A Fred no le interesaba tanto la perfecta construcción de la línea clara como, en cambio, la estimulación total de la imaginación lectora. De ahí que uno vea en su dibujo el trazo rápido que parece ilustrar el movimiento ininterrumpido de la aventura. El cambio de escena en busca del más difícil todavía; de la sorpresa que deje boquiabierto o de la carcajada al comprobar cómo el padre de Philémon cree vivir con los pies en la tierra en un mundo que, en fin, está siempre a la altura de las nubes. Por eso, Philémon pertenece a la estirpe de obras como Las flores azules, de Raymond Queneau, o de La gran O, de James Thurber -un autor, este, del que habría sido un excelente ilustrador; en esencia, a esa generación de artistas que sabían cómo exprimir las posibilidades del medio, violentando sus convencionalismos para atacar la raíz de la fantasía. Para explorar y transferir ese sentimiento de fantasía a las viñetas de sus aventuras, con el mismo sabor con el que los pioneros del género descubrieron cómo organizar una historia en imágenes. Con ese sentimiento de viaje alucinante en el que hasta la cosa más mínima supone una puerta que comunica con nuestra imaginación.

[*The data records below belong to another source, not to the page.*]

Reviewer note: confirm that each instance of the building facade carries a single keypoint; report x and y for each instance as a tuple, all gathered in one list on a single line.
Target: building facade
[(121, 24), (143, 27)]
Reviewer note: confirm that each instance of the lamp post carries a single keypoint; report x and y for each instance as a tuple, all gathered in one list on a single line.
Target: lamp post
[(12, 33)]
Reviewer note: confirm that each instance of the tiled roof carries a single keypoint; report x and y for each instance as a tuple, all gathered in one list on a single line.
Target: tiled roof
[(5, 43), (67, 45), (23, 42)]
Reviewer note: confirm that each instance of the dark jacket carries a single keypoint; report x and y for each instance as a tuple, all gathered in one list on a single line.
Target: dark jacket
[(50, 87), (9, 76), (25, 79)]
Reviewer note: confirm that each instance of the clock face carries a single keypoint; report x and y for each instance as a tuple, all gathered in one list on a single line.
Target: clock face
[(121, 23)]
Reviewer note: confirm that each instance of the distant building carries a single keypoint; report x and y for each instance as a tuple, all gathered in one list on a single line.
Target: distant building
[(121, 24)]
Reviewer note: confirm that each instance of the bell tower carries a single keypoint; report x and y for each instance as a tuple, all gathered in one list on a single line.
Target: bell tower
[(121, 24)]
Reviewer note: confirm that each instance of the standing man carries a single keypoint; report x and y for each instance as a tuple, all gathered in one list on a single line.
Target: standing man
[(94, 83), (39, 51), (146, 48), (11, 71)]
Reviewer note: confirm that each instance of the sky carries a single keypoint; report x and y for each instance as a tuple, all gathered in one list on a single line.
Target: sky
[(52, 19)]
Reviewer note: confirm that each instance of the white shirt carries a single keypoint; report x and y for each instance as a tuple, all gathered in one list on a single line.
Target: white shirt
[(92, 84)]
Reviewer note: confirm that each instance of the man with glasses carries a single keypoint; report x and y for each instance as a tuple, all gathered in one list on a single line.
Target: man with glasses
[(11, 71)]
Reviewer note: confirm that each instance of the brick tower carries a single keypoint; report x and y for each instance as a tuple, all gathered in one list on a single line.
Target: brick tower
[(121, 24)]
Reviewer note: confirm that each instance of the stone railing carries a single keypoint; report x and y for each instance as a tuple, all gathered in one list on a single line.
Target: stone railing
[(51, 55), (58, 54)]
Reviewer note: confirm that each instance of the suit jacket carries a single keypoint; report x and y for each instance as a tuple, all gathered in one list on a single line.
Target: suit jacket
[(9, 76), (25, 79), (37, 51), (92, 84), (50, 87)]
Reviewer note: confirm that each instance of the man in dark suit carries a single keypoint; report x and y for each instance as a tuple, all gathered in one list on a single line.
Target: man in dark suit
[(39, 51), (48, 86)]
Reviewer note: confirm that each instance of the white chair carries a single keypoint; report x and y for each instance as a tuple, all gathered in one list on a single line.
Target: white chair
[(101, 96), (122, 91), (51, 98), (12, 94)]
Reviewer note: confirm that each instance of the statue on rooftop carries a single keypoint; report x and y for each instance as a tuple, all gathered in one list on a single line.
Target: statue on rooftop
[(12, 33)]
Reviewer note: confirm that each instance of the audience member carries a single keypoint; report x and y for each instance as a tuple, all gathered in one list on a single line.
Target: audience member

Afortunadamente, la edición integral de Philémon nos augura Fred para rato. Siempre habrá una nueva aventura con el pocero Barthélemy como personaje invitado, algún truco secreto del tío Felicien o una letra más del Atlántico que visitar. Y si no, quedará Anatole con sus ocurrencias de burro que piensa mejor que un humano. Que cualquiera de esos humanos cuyo mundo gris se exorcizaba, cuando no se combatía abiertamente, desde las filas del tebeo y la viñeta. Por eso resulta tan emocionante volver, o descubrir por vez primera, a las páginas de Fred. Son, en sí mismas, una síntesis de esa infancia eterna de la que nadie se quiere deshacer. A la que volver, de tanto en tanto, para ayudarnos a recordar qué era eso del espíritu de la fantasía.